Steve Carell Didn’t Want to Leave ‘The Office’, Say Former Crew Members in New Book

According to excerpts of Andy Green’s “The Office: The Untold Story of the Greatest Sitcom of the 2000s,” Carell was pushed off by NBC executives

Steve Carell’s decision to leave “The Office” during the show’s seventh season wasn’t entirely his own, according to crew members quoted in a new book about the show.

According to excerpts of Andy Green’s oral history, “The Office: The Untold Story of the Greatest Sitcom of the 2000s,” Carell was pushed off the show by ambivalent executives at NBC. The book quotes several former crew members who said that Carell left the show because no one asked him to stay.

“He didn’t want to leave the show,” hairstylist Kim Ferry said in an excerpt published in Collider. “He had told the network that he was going to sign for another couple of years. He was willing to and his agent was willing to. But for some reason, they didn’t contact him. I don’t know if it was a game of chicken or what… He planned on staying on the show. He told his manager and his manager contacted them and said he’s willing to sign another contract for a couple years. So all of that was willing and ready and, on their side, honest. And the deadline came for when they were supposed to give him an offer and it passed and they didn’t make him an offer. So his agent was like, ‘Well, I guess they don’t want to renew you for some reason.’ Which was insane to me. And to him, I think.”

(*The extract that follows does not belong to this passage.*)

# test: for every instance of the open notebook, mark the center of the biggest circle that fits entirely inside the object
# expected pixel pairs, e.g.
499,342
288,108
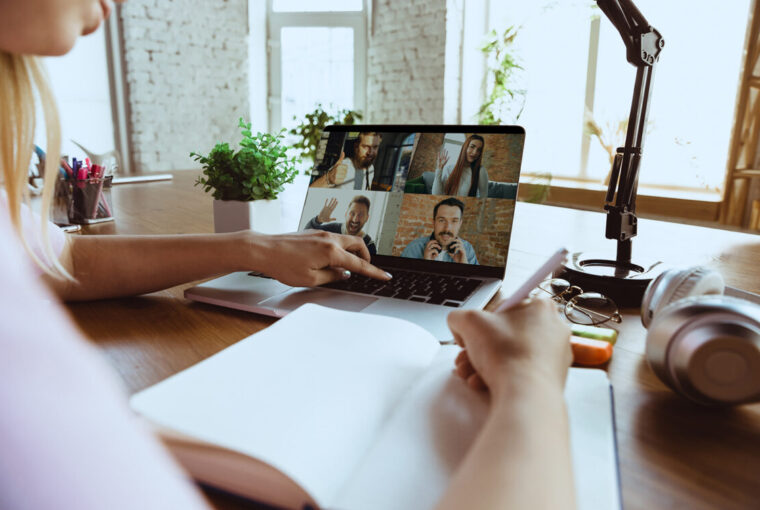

Other crew members shared a similar account of events. Casting director Allison Jones said she remembered that Carell had been willing to extend his contract, but “NBC, for whatever reason, wouldn’t make a deal with him… Somebody didn’t pay him enough.”

“It was absolutely asinine,” Jones said. “I don’t know what else to say about that. Just asinine.”

Greene’s book notes that Carell’s exit came as Bob Greenblatt was taking over for Jeff Zucker as head of NBC. Producer Randy Cordray told Greene he believed that Greenblatt was “not as big a fan of ‘The Office’ as we wished he would’ve been. He took ‘The Office’ for granted.”

For his part, Greenblatt remembered it differently. “I think Steve was already departing the show when I arrived,” he said. “I couldn’t do anything about that since it preceded me.”

Representatives for Carell and NBC did not immediately return TheWrap’s request for comment.